I was first up and found myself reading Equinox , an autumnal reflection (in keeping with the weather!) which made for a sobering start:
Time when the gourd upon the ground
Cracks open kernel or decay
Indifferent to man or worm
The poems are cunningly etched onto perspex windows on the wayside posts so that you seem to read them through the the backdrop of forest, meadow and sky. I think we were all surprised at how many of the poems had an elegiac quality but all of them – including my favourite Home from Abroad – were a wonderful celebration of the landscape around us. For those who were interested – and there were some Lee fans amongst us – I also provided an enthusiastic review of Paul Murphy’s book!
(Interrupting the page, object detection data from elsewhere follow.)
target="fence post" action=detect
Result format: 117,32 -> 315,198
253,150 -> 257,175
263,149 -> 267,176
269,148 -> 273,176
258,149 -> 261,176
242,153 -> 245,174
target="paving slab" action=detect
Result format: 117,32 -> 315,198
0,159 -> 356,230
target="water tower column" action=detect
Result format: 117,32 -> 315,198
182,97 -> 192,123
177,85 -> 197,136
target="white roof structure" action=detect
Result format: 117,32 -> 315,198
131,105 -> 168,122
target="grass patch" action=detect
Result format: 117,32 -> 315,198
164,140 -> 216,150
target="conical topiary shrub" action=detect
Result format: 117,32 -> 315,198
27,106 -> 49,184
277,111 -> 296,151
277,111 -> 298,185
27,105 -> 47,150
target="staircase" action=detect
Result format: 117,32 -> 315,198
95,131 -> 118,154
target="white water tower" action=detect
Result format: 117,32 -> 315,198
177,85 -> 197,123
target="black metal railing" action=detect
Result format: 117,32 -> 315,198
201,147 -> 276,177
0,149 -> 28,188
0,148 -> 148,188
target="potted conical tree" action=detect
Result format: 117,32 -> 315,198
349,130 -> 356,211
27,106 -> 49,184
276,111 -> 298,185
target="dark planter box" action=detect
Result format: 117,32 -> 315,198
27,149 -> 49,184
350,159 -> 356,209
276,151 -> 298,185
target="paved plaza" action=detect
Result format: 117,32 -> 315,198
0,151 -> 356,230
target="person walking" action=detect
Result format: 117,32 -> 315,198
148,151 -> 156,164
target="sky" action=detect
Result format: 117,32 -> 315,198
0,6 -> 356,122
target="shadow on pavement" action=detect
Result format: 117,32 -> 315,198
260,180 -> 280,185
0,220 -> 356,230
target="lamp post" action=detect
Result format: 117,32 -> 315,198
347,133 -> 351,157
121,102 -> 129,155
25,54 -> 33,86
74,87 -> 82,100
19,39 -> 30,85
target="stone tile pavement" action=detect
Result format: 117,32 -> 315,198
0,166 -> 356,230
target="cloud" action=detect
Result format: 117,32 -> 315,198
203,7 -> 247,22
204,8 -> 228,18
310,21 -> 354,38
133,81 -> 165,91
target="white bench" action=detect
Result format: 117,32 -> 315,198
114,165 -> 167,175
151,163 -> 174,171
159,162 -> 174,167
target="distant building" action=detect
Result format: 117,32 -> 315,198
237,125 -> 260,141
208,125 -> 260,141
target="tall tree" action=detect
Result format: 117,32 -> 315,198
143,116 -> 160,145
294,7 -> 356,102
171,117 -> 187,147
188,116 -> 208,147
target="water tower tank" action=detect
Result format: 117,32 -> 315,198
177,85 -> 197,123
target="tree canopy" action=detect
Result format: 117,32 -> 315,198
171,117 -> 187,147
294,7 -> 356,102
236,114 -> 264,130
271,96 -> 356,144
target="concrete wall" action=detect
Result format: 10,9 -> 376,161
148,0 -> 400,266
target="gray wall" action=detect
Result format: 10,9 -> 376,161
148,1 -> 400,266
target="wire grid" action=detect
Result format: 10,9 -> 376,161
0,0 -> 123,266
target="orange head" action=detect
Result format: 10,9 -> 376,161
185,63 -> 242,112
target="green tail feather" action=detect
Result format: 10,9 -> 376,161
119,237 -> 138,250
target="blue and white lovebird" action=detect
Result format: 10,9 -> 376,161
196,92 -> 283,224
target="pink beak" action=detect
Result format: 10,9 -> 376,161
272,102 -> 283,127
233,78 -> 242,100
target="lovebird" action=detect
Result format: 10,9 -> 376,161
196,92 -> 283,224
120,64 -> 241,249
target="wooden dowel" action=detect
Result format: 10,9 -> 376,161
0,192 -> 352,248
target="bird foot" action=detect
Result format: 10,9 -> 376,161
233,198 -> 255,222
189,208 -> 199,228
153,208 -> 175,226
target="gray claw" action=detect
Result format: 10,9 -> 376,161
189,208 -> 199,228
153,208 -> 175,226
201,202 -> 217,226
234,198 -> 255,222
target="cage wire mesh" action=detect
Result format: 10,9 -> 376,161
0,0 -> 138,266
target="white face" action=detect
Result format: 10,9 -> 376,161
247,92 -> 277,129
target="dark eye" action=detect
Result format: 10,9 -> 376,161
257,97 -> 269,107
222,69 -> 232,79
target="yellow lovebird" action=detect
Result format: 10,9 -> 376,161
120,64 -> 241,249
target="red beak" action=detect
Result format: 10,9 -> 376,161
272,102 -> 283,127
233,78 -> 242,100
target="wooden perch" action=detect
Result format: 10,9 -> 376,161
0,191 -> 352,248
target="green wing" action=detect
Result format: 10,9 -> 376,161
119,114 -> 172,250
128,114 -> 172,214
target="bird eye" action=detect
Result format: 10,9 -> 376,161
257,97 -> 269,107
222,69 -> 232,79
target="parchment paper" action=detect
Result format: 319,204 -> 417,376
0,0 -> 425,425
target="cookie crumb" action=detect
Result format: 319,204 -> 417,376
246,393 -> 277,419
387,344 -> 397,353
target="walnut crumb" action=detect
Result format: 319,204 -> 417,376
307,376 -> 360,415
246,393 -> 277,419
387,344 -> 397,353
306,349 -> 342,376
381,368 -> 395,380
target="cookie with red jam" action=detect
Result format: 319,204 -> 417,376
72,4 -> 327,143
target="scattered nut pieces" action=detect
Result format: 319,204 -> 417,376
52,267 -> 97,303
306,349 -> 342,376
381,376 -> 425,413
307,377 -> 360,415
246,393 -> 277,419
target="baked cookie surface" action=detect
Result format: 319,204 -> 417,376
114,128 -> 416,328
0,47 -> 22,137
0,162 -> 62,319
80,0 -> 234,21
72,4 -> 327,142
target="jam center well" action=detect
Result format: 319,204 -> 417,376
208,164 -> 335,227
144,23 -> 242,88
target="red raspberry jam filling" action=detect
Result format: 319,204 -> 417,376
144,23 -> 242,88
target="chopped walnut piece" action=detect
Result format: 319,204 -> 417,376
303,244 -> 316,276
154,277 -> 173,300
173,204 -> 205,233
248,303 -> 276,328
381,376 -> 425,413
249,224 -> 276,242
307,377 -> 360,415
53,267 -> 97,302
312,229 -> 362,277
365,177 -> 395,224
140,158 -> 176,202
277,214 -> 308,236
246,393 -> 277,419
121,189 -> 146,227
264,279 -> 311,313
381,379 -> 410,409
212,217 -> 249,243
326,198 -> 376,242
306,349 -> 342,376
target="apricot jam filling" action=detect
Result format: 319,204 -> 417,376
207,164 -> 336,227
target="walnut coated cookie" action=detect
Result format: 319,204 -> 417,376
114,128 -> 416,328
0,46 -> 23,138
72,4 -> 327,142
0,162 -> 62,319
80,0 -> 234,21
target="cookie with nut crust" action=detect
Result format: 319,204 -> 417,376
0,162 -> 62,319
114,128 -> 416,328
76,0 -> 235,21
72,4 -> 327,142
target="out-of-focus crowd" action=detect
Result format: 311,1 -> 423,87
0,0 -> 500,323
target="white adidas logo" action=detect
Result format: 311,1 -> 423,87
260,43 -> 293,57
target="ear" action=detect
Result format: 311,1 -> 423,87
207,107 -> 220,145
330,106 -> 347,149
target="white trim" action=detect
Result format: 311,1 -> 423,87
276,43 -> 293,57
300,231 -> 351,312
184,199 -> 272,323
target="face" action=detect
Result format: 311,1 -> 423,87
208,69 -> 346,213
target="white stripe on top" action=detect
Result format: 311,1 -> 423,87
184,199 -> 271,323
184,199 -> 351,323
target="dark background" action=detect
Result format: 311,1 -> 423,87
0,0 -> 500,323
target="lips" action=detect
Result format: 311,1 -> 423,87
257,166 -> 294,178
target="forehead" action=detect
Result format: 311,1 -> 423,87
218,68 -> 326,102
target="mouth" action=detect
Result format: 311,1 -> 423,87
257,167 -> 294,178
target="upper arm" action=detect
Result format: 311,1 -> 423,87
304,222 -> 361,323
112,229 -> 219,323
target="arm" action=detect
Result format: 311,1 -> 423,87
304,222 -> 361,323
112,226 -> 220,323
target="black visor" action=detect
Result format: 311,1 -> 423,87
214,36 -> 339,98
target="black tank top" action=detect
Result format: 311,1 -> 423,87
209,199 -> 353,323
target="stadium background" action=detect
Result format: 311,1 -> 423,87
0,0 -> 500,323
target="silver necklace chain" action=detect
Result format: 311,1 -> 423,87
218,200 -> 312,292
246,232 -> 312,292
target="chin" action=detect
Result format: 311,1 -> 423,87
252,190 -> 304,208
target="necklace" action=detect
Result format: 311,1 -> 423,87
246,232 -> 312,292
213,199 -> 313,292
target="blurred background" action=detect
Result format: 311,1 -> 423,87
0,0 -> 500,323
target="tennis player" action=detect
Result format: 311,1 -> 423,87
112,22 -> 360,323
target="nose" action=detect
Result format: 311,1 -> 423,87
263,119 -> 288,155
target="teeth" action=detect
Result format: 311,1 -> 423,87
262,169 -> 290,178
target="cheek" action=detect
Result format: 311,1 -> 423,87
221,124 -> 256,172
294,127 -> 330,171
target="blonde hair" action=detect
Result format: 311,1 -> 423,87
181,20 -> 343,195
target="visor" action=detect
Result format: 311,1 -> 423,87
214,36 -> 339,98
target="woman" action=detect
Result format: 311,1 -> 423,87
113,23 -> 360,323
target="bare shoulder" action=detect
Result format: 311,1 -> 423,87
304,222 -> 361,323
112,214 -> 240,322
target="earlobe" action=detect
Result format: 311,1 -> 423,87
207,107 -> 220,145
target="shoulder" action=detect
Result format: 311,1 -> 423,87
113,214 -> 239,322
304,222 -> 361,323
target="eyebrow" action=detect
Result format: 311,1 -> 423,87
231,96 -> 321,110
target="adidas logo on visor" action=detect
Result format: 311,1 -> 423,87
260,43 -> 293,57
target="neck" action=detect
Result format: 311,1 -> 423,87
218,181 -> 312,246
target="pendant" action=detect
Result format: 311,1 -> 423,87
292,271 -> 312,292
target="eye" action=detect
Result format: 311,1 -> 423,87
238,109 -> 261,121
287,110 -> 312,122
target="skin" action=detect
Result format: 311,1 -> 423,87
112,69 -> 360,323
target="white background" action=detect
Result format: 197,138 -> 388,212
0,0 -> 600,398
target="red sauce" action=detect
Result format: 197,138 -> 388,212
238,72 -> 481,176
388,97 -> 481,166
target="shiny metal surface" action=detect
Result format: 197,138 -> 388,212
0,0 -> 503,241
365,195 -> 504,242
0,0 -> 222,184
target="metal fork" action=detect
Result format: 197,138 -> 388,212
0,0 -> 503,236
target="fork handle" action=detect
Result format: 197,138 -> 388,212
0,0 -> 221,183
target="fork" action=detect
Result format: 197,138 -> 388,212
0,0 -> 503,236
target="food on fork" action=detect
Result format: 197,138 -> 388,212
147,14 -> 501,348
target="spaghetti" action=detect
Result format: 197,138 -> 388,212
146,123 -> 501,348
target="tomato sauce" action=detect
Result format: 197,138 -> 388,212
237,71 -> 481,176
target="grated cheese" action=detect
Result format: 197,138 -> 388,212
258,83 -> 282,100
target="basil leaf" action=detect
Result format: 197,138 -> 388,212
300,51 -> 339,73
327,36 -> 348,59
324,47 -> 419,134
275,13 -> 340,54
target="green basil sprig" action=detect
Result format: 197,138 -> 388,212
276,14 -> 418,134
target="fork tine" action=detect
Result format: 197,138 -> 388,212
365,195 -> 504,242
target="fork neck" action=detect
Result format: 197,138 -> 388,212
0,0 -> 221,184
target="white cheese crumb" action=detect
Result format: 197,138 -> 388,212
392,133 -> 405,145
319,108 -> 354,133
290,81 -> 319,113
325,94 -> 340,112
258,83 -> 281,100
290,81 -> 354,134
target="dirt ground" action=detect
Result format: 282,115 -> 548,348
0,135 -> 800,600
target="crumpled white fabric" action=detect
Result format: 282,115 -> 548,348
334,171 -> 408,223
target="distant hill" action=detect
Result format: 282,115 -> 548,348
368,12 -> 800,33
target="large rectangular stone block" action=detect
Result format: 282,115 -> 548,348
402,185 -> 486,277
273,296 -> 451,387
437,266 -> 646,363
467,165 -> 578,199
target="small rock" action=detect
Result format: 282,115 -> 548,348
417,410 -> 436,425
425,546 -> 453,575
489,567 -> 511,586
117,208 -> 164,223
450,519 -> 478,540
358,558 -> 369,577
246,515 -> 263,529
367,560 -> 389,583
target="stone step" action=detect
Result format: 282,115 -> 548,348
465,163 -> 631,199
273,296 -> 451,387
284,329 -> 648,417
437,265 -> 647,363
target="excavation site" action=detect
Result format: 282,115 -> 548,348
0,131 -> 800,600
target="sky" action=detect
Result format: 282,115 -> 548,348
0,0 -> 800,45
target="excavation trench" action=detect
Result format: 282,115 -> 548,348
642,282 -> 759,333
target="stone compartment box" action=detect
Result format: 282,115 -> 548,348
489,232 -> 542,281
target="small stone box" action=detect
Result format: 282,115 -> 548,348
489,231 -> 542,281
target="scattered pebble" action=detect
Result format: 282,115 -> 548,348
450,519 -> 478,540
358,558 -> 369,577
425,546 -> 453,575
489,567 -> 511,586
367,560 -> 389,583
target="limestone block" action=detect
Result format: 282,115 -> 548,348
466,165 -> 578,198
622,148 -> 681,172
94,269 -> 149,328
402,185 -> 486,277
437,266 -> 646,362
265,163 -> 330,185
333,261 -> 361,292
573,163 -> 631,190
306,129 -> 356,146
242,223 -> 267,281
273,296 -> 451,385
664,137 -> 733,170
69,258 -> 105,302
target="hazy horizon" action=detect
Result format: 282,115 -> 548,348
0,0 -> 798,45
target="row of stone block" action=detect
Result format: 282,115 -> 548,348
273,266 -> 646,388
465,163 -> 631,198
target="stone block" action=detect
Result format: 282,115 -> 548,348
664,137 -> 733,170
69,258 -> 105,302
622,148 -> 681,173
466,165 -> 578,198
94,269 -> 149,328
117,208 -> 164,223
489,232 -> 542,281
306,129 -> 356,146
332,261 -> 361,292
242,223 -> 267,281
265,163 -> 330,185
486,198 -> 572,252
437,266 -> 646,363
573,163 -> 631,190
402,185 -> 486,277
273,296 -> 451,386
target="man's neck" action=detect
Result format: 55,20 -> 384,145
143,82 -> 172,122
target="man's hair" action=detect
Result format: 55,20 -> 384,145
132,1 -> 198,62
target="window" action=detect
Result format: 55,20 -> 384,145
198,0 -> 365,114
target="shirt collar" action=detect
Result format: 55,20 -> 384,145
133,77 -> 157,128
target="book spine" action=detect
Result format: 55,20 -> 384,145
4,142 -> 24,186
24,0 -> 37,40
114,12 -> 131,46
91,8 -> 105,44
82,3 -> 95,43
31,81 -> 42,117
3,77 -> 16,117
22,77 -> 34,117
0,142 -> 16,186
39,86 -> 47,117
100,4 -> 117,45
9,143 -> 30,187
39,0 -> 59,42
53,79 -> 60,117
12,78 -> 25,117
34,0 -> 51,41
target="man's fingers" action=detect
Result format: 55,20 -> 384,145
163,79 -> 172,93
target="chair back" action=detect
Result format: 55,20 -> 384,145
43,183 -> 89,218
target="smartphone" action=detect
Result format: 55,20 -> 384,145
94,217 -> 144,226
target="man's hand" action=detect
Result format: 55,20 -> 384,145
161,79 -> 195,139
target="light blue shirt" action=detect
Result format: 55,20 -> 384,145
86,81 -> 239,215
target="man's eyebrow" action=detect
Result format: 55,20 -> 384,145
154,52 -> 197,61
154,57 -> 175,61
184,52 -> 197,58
If you decide to do this walk, allow four hours unless unlike me you are a seasoned yomper or can do without pit stops, and make sure you have the Gloucestershire Wildlife Trust map. There’s also a nice description of the whole route with some great photos on the Cotswold Life website.
Of course we should have finished up at the Woolpack, Laurie Lee’s local pub, but that wasn’t part of the plan and I was already overdue for a meeting with John Holland, writer and organiser of Stroud Short Stories, which turned into a whistlestop conversational tour of writing, performing and previous lives. All highly enjoyable! But the principal outcome was bringing home a copy of the new Stroud Short Stories anthology, a chance to read many writers for the first time and to ‘listen again’ to the brilliant contributions from Alice Jolly, Nimue Brown, Andrew Stevenson, Joe Eurell and the others who read with me last November.
What better proof is there,if we needed it, that literature in all its forms is is still very much part of the Gloucestershire landscape?